Clustered sequence data of each pseudochromosome.
Group	Sequence Number	Sequence Length (bp)
Lachesis Group 0	281	57,814,068
Lachesis Group 1	138	53,811,674
Lachesis Group 2	231	55,297,032
Lachesis Group 3	234	51,878,843
Lachesis Group 4	161	45,427,400
Lachesis Group 5	294	48,951,038
Lachesis Group 6	144	39,736,525
Lachesis Group 7	191	41,298,315
Lachesis Group 8	137	35,748,794
Lachesis Group 9	135	35,033,854
Lachesis Group 10	227	38,596,663
Lachesis Group 11	61	26,337,058
Lachesis Group 12	71	38,666,604
Total Sequences Clustered	2,305	568,597,868
Total Sequences Ordered and Oriented	257	440,341,984
Note: Ratio% of first two items shows % of clustered sequence number or length compared to contig number or genome size. Ratio% of next two items shows % of ordered and oriented sequence number or length compared to cluster sequence number or sequence.

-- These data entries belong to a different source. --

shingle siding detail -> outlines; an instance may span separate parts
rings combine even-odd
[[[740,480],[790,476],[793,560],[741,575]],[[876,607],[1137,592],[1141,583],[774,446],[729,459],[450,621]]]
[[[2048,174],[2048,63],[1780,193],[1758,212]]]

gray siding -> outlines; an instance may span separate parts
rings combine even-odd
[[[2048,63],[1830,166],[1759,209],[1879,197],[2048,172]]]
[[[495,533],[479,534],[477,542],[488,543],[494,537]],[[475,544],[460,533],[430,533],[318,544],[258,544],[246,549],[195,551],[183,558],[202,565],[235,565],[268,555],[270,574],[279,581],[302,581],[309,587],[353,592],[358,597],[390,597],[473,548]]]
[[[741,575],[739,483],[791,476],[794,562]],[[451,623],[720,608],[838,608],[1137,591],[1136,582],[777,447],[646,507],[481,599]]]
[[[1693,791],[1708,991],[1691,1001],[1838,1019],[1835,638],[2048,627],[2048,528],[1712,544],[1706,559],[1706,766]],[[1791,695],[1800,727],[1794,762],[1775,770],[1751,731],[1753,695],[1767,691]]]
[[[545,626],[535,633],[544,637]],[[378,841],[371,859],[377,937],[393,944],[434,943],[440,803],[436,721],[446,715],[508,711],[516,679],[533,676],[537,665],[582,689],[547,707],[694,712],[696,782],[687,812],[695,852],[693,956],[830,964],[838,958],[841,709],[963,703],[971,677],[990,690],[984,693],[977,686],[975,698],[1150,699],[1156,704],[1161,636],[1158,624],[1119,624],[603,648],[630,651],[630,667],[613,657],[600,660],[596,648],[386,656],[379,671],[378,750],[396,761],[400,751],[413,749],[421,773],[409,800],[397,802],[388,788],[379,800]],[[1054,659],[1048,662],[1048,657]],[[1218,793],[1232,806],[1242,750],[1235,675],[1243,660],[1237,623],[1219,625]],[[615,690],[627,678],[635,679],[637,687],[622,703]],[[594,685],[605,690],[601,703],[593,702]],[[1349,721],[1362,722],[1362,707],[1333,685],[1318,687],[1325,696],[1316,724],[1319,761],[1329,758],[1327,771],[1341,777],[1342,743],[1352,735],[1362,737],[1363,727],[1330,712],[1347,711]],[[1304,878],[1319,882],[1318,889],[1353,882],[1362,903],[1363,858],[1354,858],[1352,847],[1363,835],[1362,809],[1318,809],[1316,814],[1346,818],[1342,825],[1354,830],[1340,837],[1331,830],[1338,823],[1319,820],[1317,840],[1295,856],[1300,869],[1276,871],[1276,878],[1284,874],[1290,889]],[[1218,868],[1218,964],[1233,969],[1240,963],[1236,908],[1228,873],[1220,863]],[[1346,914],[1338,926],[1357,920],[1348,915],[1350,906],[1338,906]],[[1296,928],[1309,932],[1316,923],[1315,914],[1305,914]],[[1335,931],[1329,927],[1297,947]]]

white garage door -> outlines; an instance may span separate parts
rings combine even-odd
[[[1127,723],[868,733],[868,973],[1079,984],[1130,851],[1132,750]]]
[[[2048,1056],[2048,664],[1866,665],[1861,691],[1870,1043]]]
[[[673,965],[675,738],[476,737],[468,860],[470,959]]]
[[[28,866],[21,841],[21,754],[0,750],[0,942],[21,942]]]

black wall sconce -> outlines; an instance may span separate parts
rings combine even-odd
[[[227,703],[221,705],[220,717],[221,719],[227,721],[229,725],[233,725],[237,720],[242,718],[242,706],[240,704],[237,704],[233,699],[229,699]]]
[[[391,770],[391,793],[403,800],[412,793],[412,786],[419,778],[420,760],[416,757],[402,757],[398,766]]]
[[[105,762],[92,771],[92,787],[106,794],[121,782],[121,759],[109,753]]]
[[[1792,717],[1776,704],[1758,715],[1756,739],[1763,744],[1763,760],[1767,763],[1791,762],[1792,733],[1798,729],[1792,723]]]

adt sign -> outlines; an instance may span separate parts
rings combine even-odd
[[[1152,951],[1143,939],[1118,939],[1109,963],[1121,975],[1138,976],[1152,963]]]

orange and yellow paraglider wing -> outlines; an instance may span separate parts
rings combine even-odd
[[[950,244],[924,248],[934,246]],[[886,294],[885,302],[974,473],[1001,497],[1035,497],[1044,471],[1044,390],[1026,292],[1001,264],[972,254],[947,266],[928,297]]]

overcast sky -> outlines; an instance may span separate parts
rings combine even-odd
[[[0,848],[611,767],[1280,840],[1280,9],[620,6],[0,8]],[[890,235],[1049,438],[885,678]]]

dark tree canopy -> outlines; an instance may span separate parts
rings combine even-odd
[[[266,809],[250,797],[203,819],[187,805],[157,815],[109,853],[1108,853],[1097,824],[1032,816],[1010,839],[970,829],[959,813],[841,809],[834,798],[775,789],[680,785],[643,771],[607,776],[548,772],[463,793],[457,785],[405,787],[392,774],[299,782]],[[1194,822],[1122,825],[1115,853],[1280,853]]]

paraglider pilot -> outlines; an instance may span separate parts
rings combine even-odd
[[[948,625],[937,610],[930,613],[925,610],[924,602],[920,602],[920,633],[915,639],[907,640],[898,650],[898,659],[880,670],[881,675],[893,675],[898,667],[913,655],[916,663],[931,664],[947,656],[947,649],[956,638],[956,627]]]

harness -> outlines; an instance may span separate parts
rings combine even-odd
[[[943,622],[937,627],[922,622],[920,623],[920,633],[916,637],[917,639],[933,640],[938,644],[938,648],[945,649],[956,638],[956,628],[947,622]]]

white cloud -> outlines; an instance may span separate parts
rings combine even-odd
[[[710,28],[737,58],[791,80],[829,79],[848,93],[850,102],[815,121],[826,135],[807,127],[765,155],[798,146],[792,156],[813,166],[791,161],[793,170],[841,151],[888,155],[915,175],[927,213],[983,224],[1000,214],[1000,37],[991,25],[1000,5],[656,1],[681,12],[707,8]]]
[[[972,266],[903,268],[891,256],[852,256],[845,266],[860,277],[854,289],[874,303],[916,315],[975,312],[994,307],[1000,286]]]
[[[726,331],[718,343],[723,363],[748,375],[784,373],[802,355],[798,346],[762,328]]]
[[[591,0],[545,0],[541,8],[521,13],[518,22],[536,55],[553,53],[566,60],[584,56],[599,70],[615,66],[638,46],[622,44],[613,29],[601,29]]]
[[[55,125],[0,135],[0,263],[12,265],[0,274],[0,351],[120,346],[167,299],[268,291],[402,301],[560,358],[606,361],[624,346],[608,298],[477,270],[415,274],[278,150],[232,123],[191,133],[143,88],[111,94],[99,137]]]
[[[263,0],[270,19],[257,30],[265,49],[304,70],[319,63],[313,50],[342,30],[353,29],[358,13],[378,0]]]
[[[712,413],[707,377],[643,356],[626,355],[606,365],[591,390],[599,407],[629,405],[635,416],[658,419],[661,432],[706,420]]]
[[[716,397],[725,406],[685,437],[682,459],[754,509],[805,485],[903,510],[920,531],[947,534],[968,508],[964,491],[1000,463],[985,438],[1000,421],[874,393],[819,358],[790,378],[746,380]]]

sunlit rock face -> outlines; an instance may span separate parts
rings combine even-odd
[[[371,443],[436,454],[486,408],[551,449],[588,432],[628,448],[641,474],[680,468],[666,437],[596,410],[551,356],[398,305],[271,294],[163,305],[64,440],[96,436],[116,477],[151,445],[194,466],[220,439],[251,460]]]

We used the raw Illumina HiSeq paired-end reads to validate the genome assembly. Of these, 85% could be properly mapped to the assembly (Supplementary Table S5). Thus, the genome assembly contained comprehensive genome information. The Core Eukaryotic Genes Mapping Approach (CEGMA) and Benchmarking Universal Single-Copy Orthologs (BUSCO) methods were used to assess genome assembly accuracy and completeness. The CEGMA v. 2.5 alignment showed that 448 CEG proteins (97.82%) with high-confidence hits and 229 (92.34%) highly conserved full-length sequences were contained in the genome assembly. A BUSCO analysis revealed that we obtained > 93.89% (1,352/1,440 BUSCOs) genome coverage.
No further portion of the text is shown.